Management = Unternehmensführung (zielgerichtet Gestalten von Unternehmen)

Manager Fähigkeiten:
vernetzt, ganzheitlich denken; Visionär; kommunikativ; entscheidungsfreudig; flexibel

Managementtechniken:
Methoden und Instrument für die Aufgaben

Managementprozess:

  • Vorschau in die Zukunft

  • Planung des Ziels

  • Planung im engeren Sinne (Problemanalyse, …)

  • Entscheidung

  • Durchführung (Umsetzung der Ziele)

  • Kontrolle (fortlaufend)

Management Führungstechniken:

  • Management by Delegation: Kompetenzen und Verantwortung auf den Mitarbeiter delegieren

  • Management by Exeption: innerhalb eines Rahmens entscheidet der Mitarbeiter selbständig; im Ausnahmefall entscheidet die Führungskraft

  • Management by Motivation: durch nichtmonetäre Reize den Mitarbeiter zur Leistung stimulieren

  • Management by Objectives: Ziele sind gemeinsam (Führung und Mitarbeiter) erarbeitet; die Mittel zur Zielerreichung wird dem Mitarbeiter überlassen

Vorteile von Führungstechniken/ Managementtechniken:

Planung des betrieblichen Geschehens; Mitarbeiter gehen besser mit den Methoden um; Transparenz; gruppendynamische Probleme werden besser kontrolliert, bessere Arbeits- und Aufgabenverteilung

Entwicklung des Marketings:

50er Jahre: Verkäufermarkt – Unternehmen sucht sich den Käufer aus
60er Jahre: Käufermarkt
70er Jahre: strategische Unternehmensplanung
90er Jahre: Kooperationen
Individualisierung

Ein zufriedener Kunde ist lukrativer als ein neuer Kunde!

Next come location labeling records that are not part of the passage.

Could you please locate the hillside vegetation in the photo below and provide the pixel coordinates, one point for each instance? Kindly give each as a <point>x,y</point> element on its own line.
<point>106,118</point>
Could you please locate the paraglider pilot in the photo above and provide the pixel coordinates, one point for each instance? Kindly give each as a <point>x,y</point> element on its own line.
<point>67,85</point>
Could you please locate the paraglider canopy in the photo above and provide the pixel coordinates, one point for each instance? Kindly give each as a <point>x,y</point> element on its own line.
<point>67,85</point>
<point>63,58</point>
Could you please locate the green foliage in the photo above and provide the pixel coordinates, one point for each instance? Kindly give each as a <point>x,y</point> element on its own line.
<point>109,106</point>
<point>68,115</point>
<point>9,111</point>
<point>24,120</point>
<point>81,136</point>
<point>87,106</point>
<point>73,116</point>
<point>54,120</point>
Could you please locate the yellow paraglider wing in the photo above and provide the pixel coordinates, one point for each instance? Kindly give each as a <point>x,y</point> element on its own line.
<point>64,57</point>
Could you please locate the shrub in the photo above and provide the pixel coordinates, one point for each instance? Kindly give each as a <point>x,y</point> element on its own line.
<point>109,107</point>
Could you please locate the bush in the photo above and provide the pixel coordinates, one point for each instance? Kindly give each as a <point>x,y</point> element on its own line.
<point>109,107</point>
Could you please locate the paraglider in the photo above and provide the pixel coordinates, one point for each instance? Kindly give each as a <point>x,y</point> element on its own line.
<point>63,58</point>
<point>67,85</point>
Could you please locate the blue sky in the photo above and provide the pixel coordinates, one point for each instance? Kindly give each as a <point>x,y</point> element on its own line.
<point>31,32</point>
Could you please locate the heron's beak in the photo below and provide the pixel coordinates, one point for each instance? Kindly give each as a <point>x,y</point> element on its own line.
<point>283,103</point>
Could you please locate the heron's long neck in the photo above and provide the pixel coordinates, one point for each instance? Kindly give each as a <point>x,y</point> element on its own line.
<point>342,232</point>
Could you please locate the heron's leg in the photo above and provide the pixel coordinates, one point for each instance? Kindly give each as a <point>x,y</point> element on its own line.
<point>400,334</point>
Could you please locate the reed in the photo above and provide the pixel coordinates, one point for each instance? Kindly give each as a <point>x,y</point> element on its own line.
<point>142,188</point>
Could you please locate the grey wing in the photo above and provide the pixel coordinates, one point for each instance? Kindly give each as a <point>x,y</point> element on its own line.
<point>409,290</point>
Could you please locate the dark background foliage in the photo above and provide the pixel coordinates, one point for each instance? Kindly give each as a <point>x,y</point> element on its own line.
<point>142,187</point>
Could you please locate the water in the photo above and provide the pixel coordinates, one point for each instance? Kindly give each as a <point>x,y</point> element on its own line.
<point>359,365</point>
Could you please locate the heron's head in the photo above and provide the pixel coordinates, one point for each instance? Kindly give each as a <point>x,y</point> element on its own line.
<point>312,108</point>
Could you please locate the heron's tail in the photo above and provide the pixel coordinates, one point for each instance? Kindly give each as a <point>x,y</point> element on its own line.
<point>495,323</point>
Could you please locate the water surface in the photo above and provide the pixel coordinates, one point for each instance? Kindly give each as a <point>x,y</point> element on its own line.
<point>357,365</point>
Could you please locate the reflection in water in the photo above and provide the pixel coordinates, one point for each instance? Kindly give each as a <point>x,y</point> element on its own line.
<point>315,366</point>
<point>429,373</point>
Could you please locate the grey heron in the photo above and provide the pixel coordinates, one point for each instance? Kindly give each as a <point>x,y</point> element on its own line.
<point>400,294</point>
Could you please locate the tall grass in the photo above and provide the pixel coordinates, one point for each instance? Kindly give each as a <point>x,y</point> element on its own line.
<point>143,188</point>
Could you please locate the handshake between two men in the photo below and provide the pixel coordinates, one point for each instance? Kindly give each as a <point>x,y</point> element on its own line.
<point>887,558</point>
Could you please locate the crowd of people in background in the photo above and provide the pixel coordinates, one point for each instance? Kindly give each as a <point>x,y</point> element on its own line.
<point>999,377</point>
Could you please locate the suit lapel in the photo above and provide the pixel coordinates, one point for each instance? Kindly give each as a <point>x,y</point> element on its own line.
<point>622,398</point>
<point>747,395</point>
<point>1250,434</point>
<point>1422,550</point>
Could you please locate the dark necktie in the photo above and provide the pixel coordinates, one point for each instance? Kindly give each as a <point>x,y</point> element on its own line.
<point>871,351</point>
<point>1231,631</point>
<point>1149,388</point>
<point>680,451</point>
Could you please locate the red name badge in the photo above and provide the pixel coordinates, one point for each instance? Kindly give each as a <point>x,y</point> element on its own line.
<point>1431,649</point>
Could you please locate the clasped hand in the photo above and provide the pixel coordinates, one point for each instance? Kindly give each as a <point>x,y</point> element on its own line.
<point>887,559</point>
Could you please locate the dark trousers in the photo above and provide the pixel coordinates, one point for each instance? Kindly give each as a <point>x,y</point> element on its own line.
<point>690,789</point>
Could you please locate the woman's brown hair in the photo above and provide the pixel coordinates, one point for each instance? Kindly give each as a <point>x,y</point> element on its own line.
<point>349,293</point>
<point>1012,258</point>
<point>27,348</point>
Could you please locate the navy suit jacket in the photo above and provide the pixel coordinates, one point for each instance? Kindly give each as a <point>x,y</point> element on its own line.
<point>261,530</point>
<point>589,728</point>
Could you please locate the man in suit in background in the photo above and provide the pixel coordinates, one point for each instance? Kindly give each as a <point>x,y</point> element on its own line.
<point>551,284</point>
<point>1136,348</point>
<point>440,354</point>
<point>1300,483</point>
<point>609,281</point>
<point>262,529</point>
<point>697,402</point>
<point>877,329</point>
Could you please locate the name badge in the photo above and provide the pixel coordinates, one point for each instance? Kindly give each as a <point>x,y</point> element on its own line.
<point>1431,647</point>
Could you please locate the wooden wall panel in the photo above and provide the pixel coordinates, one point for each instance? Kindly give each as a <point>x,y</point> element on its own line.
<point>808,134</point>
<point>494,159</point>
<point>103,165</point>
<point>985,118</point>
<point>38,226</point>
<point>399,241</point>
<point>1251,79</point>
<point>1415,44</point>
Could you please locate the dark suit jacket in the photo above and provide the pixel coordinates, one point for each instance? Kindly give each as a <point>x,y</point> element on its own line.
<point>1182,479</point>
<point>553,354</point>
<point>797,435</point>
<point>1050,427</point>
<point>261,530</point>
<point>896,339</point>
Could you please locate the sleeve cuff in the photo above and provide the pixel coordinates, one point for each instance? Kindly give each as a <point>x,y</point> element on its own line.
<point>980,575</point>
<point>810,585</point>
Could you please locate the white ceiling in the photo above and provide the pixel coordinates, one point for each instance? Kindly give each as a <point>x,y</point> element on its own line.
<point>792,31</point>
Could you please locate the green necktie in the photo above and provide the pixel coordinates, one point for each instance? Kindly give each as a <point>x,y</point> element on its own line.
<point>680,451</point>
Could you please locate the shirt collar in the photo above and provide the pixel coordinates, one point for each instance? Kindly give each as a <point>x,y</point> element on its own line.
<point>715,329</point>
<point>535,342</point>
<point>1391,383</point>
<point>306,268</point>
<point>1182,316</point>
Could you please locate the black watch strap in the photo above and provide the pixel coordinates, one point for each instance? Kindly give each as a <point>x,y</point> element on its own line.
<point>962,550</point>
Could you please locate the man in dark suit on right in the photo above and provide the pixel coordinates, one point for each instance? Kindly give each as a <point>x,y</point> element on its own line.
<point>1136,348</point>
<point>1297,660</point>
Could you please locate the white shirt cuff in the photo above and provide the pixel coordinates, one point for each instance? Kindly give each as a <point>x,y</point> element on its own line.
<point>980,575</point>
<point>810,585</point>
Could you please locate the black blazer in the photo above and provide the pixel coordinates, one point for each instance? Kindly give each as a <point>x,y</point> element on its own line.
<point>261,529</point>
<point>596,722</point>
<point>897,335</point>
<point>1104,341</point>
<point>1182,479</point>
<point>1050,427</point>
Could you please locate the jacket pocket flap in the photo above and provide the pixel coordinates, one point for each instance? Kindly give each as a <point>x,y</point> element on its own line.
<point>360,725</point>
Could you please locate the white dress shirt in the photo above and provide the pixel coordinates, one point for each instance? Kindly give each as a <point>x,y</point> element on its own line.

Anspruchsgruppen/ Stakeholder sind Personen, die Anspruch gegenüber dem Unternehmen haben.

  • Innerhalb des Unternehmens: Eigentümer, Management, Mitarbeiter

  • außerhalb des Unternehmens: Kunde, Kapitalgeber, Gesellschaft, Lieferant, Konkurrenz!!

Marketing unterschiedliche Definitionen:

  • Werbung, Reklame, Fernseher, Plakate

  • Marktforschung

  • Entwicklung von Produkten

Das Bild, das Kunden von einem Produkt haben, ist eine Problemlösung!

Kundenorientierung!!! Die Japaner machen es uns vor!! Miteinbeziehung der Kunden!!!

Duale Funktion des Marketings:

  • Marketing als Absatzfunktion: Target Costing (Kosten- Preismanagement hat hier seinen Ursprung bei den Bedürfnissen des Kunden

  • Leitbild des Managements; integriertes Marketing: Bedeutung des Mitarbeiters (interner Kunde; Kollege)


Das Marketingkonzept:

  1. Vision, Leitbild, Oberziele Wo wollen wir hin?

  2. Situationsanalyse und Prognose Wie ist die Situation?

  3. Strategien Wie kommen wir da hin?

  4. Marketingziel

  5. Marketinginstrumente Was setzen wir dafür ein?

    1. Produkte/ Dienstleistungen

    2. Entgelte

    3. Kommunikation

    4. Distribution

    5. Personal

  6. Kontrolle Was können wir verbessern?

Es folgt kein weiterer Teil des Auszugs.